Crier au complot, souligner des différences entre brut et net, tancer le patron de la « Revue des deux mondes »… Tout surprend dans la défense de François Fillon.
PAR LAURELINE DUPONT
Modifié le 29/01/2017 à 14:25 – Publié le 29/01/2017
François Fillon semble avoir trouvé de quoi s’ériger une bonne fois pour toutes en candidat anti-système. À lire son interview dans le Journal du dimanchesobrement intitulée « Ces manœuvres puent la calomnie », on a le sentiment que le candidat de la droite, dans la tourmente après les révélations du Canard enchaîné sur l’emploi de son épouse en tant qu’attachée parlementaire puis comme conseillère littéraire de la Revue des deux mondes, a décidé de tout miser sur la victimisation.
Théorie du complot
Aucun doute, si l’ancien Premier ministre de Nicolas Sarkozy se retrouve aujourd’hui confronté à cette sombre histoire, c’est parce qu’il est devenu « l’homme à abattre », la victime d’un coup politique. Sinon, « comment expliquer une telle violence ? » s’interroge-t-il benoîtement. Cette idée, plusieurs personnalités dans l’entourage de Fillon tentent de la vaporiser depuis plusieurs jours dans l’air médiatique de plus en plus encombré par le « Penelopegate ». « C’est une prise d’otage à un moment extrêmement important », nous affirmait samedi Bruno Retailleau, patron du groupe LR au Sénat et coordinateur de la campagne de François Fillon. D’autres, plus audacieux, jurent même micros fermés et pèle-mêle qu’il s’agit d’un coup des sarkozystes, de François Hollande lui-même ou encore de Rachida Dati, marrie de ne pas avoir été investie dans l’ancienne circonscription parisienne de Fillon.
Mais crier à la théorie du complot présente deux inconvénients majeurs.
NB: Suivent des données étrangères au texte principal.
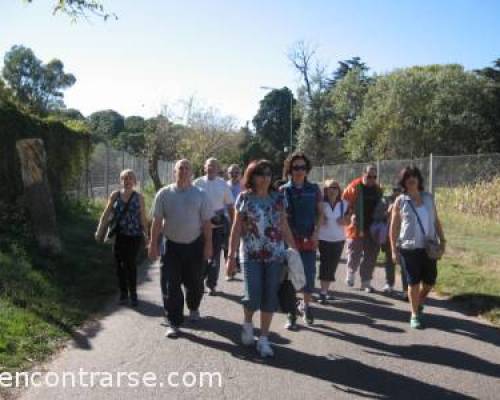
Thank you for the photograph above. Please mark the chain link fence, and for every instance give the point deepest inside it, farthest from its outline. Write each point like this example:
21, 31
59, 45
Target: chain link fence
438, 171
101, 174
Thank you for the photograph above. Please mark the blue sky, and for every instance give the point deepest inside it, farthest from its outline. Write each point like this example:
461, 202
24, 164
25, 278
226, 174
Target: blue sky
160, 51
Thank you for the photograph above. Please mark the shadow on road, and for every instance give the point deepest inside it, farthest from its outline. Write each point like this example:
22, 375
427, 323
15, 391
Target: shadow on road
344, 374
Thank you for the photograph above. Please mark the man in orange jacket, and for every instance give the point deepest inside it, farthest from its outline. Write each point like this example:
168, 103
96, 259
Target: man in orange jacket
362, 194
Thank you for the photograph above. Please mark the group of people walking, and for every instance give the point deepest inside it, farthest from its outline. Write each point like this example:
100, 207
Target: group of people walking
255, 222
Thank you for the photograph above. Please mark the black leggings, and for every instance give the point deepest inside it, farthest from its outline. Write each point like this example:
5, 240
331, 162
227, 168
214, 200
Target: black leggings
125, 250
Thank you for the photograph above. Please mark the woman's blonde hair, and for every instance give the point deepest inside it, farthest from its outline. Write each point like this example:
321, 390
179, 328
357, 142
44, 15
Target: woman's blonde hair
128, 172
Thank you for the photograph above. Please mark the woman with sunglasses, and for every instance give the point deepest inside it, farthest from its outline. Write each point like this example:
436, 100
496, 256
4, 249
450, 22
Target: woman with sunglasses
260, 223
414, 222
331, 236
303, 199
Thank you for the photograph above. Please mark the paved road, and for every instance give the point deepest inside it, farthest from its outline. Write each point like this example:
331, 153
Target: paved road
360, 347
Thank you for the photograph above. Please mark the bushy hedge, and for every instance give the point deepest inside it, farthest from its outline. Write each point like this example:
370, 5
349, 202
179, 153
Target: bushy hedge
66, 150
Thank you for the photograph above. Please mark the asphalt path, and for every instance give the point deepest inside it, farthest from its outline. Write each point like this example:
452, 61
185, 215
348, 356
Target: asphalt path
361, 346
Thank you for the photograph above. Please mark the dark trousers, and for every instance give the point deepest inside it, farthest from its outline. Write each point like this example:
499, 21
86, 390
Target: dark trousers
212, 267
390, 268
125, 250
182, 264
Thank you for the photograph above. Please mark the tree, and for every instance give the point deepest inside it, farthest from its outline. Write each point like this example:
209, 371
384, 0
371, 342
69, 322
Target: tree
105, 125
314, 136
346, 66
209, 134
420, 110
272, 124
36, 85
80, 8
493, 112
162, 139
133, 137
346, 98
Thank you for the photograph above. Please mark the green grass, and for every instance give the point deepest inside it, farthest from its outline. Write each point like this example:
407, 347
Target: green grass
42, 300
470, 271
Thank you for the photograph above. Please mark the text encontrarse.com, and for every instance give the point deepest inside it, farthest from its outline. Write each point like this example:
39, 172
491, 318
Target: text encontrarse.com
114, 379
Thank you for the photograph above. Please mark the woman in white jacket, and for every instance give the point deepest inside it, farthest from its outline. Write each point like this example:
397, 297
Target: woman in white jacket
331, 236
Pour commencer, la démarche manque un peu de sérieux et apparaît souvent comme le sursaut désespéré de ceux qui sont à court d’arguments. Surtout, elle se heurte aux faits. Si l’on peut s’interroger sur le moment choisi pour mettre en lumière cette affaire, il n’empêche : le Canard et plusieurs médias avec lui ont trouvé des témoignages de Sarthois, de Saboliens, semblant découvrir l’emploi de Penelope Fillon. Michel Crépu, le directeur de la Revue des deux mondes, s’est, quant à lui, dit « sidéré » de découvrir qu’elle était salariée de son journal et Marianne a mis la main sur ses deux uniques notes de lecture. Difficile d’accuser la gauche, la droite ou quiconque.
Brut ou net ?
Le second point sur lequel François Fillon tente de se défendre concerne les salaires perçus par son épouse. Selon lui, les rémunérations évoquées sont tout simplement « fausses ». Comment justifie-t-il cette allégation ? Il y aurait, selon lui, confusion entre le brut et le net. C’est ce qu’on appelle jouer sur les chiffres. Qu’il s’agisse de brut ou de net, les électeurs ont été heurtés par les révélations des sommes perçues par Penelope Fillon. Et, de la part d’un candidat qui demande tant d’efforts aux Français, montrer si peu de remords sur les sommes versées à son épouse et, pire, sembler considérer que s’il s’agit de brut lesdites sommes n’ont rien de choquant, voilà qui fait un peu désordre.
Drôles de preuves
Autre élément étonnant, les documents remis à la justice. Depuis jeudi après-midi, moment où son avocat Antonin Lévy a fait irruption sac au dos au Parquet national financier pour remettre des pièces censées prouver l’activité de Penelope Fillon, tout le monde s’interroge sur la nature des documents. Optimistes, certains lieutenants fillonistes imaginaient qu’il s’agissait de mails, de messages, de notes démontrant l’assiduité de l’attachée parlementaire Penelope Fillon.
En une phrase dans le JDD, Fillon sème le doute et le trouble. À la question « Quel type de documents ? », le voici qui répond : « Des bulletins de salaire, notamment, pour établir les montants et les dates. » Pourquoi des bulletins de salaire ? Personne ne semblait contester que son épouse ait été rémunérée. Quant aux dates, elles ne paraissaient pas être au cœur de l’affaire et des interrogations qu’elle suscite. En se contentant de mentionner les bulletins de salaire comme preuves versées au dossier, Fillon inquiète jusque dans son propre camp.
Son meeting ce dimanche après-midi porte de la Villette devrait être l’occasion de mesurer le crédit accordé à sa défense par les cadres Républicains mais aussi par les militants.